The National Security Agency (NSA) has released a cybersecurity advisory for CVE-2019-0708—a vulnerability dubbed BlueKeep. Although Microsoft has issued a patch, potentially millions of machines are still unpatched and remain vulnerable.
Microsoft has warned that this flaw is potentially “wormable,” meaning it could spread without user interaction across the internet. We have seen devastating computer worms inflict damage on unpatched systems with wide-ranging impact, and are seeking to motivate increased protections against this flaw.
This is the type of vulnerability that malicious cyber actors frequently exploit through the use of software code that specifically targets the vulnerability.
For instance, the vulnerability could be exploited to conduct denial of service attacks. It is likely only a matter of time before remote exploitation tools are widely available for this vulnerability. NSA is concerned that malicious cyber actors will use the vulnerability in ransomware and exploit kits containing other known exploits, increasing capabilities against other unpatched systems.
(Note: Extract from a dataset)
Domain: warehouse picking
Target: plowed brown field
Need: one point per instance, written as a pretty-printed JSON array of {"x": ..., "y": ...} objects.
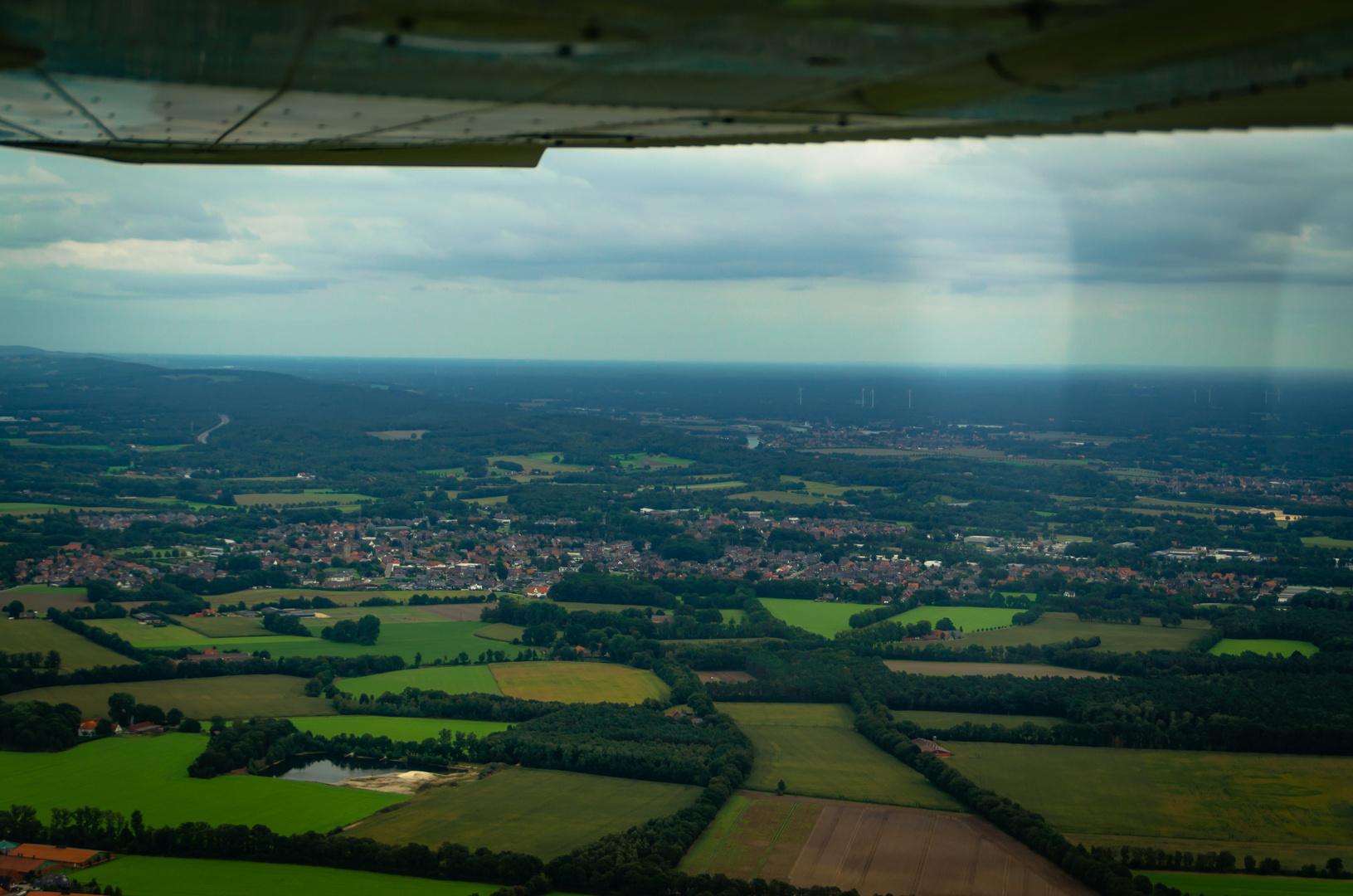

In order to increase resilience against this threat while large networks patch and upgrade, there are additional measures that can be taken as described in the Microsoft CVE-2019-0708 security advisory
- Block TCP Port 3389 at your firewalls, especially any perimeter firewalls exposed to the internet. This port is used by the Remote Desktop Protocol (RDP) and will block attempts to establish a connection.
- Enable Network Level Authentication. With NLA enabled, attackers would first have to authenticate to RDS in order to successfully exploit the vulnerability. NLA is available on the Windows 7, Windows Server 2008 and Windows Server 2008 R2 operating systems.
- Disable remote Desktop Services if they are not required. Disabling unused and unneeded services helps reduce exposure to security vulnerabilities overall and is a best practice even without the BlueKeep threat.